The dust-up started last Sunday, when a Miami-based correspondent of the Spanish newspaper published an interview with Reich that received wide comment throughout the Americas. The reporter, Rosa Townsend, asked Reich what headed the administration's priorities for the region. Reich replied, without hesitation: "Corruption, because it is the principle obstacle to democracy and economic development."

Noting that information about corruption was forwarded to him through U.S. embassies and by the intelligence agencies, Reich admitted that in years past misconduct by foreign officials in the region seeking to enrich themselves had taken a back seat to other U.S. priorities - such as winning the Cold War.

Asked to list some of the region's most venal officials, Reich replied that the hemisphere "provided fertile ground for the corrupt." He singled out former Nicaraguan President Arnoldo Aleman, who, Reich said, "supposedly stole more than $100 million dollars" in one of the poorest countries in the hemisphere. Reich has won the grudging respect of some of his most severe critics by his decisive support for current Nicaraguan President Enrique Bolaños' stern anticorruption stance. By openly supporting Bolaños, observers say, the 57-year-old former ambassador has helped outflank claims - however improbable - by former Sandinista leader Daniel ("La Piñata") Ortega to the anticorruption mantle. ("Reich was really out front on this one," one veteran State Department watcher told Insight.)

The El Pais interview went on to say that Reich also listed erstwhile Argentine and Mexican heads of state Carlos Menem and Carlos Salinas de Gortari, respectively, among the list of corrupt leaders. By reportedly singling out Menem and Salinas de Gortari - ironically both favorites of former president George H.W. Bush - Reich appeared to be boldly staking out new territory, maneuvering U.S. policy in the region away from the recent murky past of unseemly alliances with corrupt authoritarians. It was a policy zestily continued during the eight post-Cold War years of the Clinton administration.

Menem currently is seeking a third term as president of Argentina, and Reich's reported comments appeared to be a deftly applied right hook to the aspirations of a candidate whose strongest electoral suit was his claim of a supposed preferential relationship with the White House and Wall Street.

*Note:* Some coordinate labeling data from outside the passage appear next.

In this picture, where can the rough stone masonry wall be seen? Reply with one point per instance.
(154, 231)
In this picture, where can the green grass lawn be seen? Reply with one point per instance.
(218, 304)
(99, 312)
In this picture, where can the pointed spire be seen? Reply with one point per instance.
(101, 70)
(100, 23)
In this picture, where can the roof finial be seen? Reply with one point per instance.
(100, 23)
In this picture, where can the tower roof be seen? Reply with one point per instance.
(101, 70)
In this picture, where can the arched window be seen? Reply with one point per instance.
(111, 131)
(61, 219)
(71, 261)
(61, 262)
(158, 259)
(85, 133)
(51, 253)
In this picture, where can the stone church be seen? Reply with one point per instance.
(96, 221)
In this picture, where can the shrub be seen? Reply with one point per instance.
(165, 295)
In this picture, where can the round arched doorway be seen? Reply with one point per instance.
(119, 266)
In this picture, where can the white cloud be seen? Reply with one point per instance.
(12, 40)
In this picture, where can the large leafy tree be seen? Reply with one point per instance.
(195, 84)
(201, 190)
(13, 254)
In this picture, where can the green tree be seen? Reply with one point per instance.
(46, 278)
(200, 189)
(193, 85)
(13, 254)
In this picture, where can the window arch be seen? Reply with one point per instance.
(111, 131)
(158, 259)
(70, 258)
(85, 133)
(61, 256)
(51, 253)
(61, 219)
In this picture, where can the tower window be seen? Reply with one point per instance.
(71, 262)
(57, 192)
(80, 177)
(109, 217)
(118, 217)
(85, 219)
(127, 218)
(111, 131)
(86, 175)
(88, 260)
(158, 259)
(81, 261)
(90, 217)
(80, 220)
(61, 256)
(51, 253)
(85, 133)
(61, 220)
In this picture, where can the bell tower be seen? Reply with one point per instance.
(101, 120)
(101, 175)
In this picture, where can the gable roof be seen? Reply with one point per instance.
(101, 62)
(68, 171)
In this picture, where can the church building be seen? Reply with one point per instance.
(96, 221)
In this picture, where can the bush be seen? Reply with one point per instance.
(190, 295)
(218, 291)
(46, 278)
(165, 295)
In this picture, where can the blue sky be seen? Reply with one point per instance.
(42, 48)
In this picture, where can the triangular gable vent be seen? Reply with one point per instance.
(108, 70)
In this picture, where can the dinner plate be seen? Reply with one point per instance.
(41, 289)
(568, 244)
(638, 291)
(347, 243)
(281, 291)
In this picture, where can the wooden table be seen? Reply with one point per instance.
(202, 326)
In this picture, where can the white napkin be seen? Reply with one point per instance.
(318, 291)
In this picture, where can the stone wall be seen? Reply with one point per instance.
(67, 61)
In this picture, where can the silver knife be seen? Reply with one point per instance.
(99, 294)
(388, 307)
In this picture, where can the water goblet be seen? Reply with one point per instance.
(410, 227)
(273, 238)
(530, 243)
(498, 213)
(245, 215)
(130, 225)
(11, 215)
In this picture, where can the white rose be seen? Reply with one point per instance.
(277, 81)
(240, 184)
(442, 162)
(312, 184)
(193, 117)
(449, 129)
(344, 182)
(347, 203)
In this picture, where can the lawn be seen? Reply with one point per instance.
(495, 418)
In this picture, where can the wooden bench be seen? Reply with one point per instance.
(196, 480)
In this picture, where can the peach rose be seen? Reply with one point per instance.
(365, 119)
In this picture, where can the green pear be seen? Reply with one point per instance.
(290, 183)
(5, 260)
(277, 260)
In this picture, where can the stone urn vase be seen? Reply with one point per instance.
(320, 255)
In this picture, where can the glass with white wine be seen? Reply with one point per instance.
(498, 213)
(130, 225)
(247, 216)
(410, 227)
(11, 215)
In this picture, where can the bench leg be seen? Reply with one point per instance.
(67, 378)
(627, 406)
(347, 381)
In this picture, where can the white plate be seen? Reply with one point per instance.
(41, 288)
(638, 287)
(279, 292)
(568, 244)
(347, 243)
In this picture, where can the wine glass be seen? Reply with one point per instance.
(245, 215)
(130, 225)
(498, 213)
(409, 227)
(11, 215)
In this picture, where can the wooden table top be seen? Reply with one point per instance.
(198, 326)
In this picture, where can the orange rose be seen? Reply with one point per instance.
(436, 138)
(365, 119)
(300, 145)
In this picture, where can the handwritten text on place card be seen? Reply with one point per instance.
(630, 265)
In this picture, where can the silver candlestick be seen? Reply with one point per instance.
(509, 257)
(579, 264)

On Thursday, however, the Buenos Aires newspaper, La Nacion, published an interview with Reich in which he denied including Menem in the infamous list. "The statement is wrong and has caused damage to President Menem, and it's not fair," Reich said. "I didn't say that Menem was corrupt."

Sources close to Reich said that the misunderstanding occurred after the Spanish reporter "crashed" a small press event the diplomat held for a number of Miami-area newspapers. "The woman didn't speak fluent English," said one source. "Reich said that there were allegations against Menem, but he didn't accuse him of anything."

Asked why it took more than 72 hours to issue a denial about something that created a huge stir in Argentina's already rarified political atmosphere, the source said that the State Department had issued a "typically mealy-mouthed statement" early on that was not picked up by the press. Claiming that it normally takes three days to get a statement cleared through the Foggy Bottom bureaucracy, he said, Reich decided to speak directly to the Argentine media, calling at least three newspapers, including La Nacion.

The source carefully noted that Reich was not claiming that Menem or his government had not been guilty of corrupt practices, just that Reich did not say so to the Spanish journalist. He also denied that there had been pressure on Reich to back off, as some observers in Buenos Aires were claiming, given Menem's friendship with former president George H.W. Bush. "He did it because it was the right thing to do," said the source.

Efforts by Insight to contact Townsend in Miami were unsuccessful.

Ironically, as Reich and his supporters struggled to set the record straight as they saw it, the Argentine Anti-Corruption Office formally asked a court in Buenos Aires to prosecute Menem for maintaining a secret bank account in Switzerland. Menem admitted he possessed the account in July, despite never declaring it on financial disclosure forms, as he rebutted accusations carried in the New York Times.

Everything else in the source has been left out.